I’ll add my own opinion as a reply–I hope the broader community contributes opinions, too, so the dev team has some basis for future design/support decisions.
Here is a link to the proposal in GitHub:
Replace random sketch name generator with a more predictable naming pattern · Issue #2528 · processing/p5.js-web-editor · GitHub
Personally, I think the random sketch name generator should be replaced by a predictable default sketch name, (like “sketch [user_id] [timestamp]”).
I have been amused, mildly embarrassed, even at times inspired and confused by random sketch names in past. At this point, I feel the random sketch name generator is a whimsical, rather culturally-specific feature that has had a good run, but whose function could be better served by a more straightforward algorithm.
My main arguments against the random sketch name generator going forward are:
Functional: The names themselves are not especially useful for users: The sketch name does not indicate it’s function, nor does it relate to the nature or character of the sketch it names, nor attributes like complexity or creation date.
– In my experience sharing the p5.js web editor with newcomers (mostly teens and pre-teens), the feature can be disorienting for those of differing English language proficiency or idiom, even more so for those to whom the IDE and coding itself are already filled with unfamiliar language of various origin and significance.
Ethical: Randomly generated offensive output might be equated with individual users giving sketches names offensive to parties in the community, intentionally or otherwise:
– The ethical difference is, a human user’s work is worth the time and effort it may take to understand and reconcile with community standards and values.
– An algorithm’s occasionally offensive output is an unfortunate, resource-consuming distraction unless (worse) it’s deemed “intentional” on the part of the author(s), subject to community sanction.
– An inappropriate sketch name is a liability for users and may obscure the character of their work, (whether for better or worse).
– Regardless of an algorithm’s origin and development history, we may be failing in due diligence as stewards and contributors if we did not eventually replace an algorithm for which less problematic alternatives exist.
Practical: This Github issue explains the random name generator’s relationship to Glitch.com’s “friendly-words” project, which aims to curate a list of words that might avoid potentially offensive connotations when combined, (by culling terms that may form such a phrase). Personally, I question “friendly-words”'s sustainability, in either poetic or practical terms. On last check:
– In the above issue, the offending combination was “ebony owner”. Apparently, “owner” was retained and “ebony” was banished, which seems like an impoverishing choice.

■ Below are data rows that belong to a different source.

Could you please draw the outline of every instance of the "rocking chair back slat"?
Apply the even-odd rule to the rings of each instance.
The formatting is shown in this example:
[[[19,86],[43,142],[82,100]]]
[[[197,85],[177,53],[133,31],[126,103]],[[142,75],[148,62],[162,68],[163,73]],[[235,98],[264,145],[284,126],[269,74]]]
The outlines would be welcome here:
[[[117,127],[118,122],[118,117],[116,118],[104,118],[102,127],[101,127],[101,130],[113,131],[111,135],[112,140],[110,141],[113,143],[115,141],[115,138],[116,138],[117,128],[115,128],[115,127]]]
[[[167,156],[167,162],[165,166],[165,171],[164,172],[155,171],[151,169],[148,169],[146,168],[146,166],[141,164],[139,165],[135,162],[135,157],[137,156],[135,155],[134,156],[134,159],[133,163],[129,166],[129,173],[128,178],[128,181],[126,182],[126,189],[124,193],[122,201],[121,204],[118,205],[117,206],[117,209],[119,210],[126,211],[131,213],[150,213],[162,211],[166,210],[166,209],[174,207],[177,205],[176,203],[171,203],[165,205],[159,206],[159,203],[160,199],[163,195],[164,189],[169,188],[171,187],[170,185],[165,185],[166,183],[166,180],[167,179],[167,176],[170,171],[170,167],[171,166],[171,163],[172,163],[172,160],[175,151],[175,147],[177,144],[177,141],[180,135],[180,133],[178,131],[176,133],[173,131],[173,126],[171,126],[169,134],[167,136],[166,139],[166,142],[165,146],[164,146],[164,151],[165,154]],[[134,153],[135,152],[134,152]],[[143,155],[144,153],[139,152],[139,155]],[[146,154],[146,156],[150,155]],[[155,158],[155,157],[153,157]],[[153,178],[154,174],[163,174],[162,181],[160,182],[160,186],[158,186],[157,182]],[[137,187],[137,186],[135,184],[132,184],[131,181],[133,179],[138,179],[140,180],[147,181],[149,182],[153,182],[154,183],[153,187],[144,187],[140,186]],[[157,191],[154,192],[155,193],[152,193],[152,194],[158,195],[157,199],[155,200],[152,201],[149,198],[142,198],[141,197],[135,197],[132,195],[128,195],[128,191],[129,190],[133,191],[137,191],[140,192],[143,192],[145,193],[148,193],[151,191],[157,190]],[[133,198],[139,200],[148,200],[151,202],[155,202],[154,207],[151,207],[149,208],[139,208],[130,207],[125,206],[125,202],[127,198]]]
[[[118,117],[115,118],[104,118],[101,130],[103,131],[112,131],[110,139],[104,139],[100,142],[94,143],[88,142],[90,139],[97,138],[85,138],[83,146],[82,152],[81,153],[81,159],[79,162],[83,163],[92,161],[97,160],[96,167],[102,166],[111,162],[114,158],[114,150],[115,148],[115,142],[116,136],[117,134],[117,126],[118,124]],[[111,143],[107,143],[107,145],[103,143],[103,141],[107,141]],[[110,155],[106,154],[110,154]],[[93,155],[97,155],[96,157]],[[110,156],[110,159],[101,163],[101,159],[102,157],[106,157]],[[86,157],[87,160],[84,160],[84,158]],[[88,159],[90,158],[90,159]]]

– Other terms which might express colorism like “black”, “brown”, and “white” are absent, though “light” and “dark”, “bronze” and “yellow” are still present.
– “Cute” is absent, but the project still includes potentially belittling modifiers like “childish” and “pretty”.
– Animal names are present, with their various, culturally-specific connotations.
– Deadly, traumatizing hazards like “poison” and “tsunami” are present.
– Culturally, politically, and socioeconomically significant royal and noble titles are included, “emperor” and “empress”, “king” (but not “queen”!), “prince” and “princess”.
– What may be understood as exclusively gendered terms are included, such as “fireman”, “mailman”, and “actress” (but no “actor” for some reason…?)
Thanks for reading–I look forward to hearing others’ thoughts and feelings about this feature.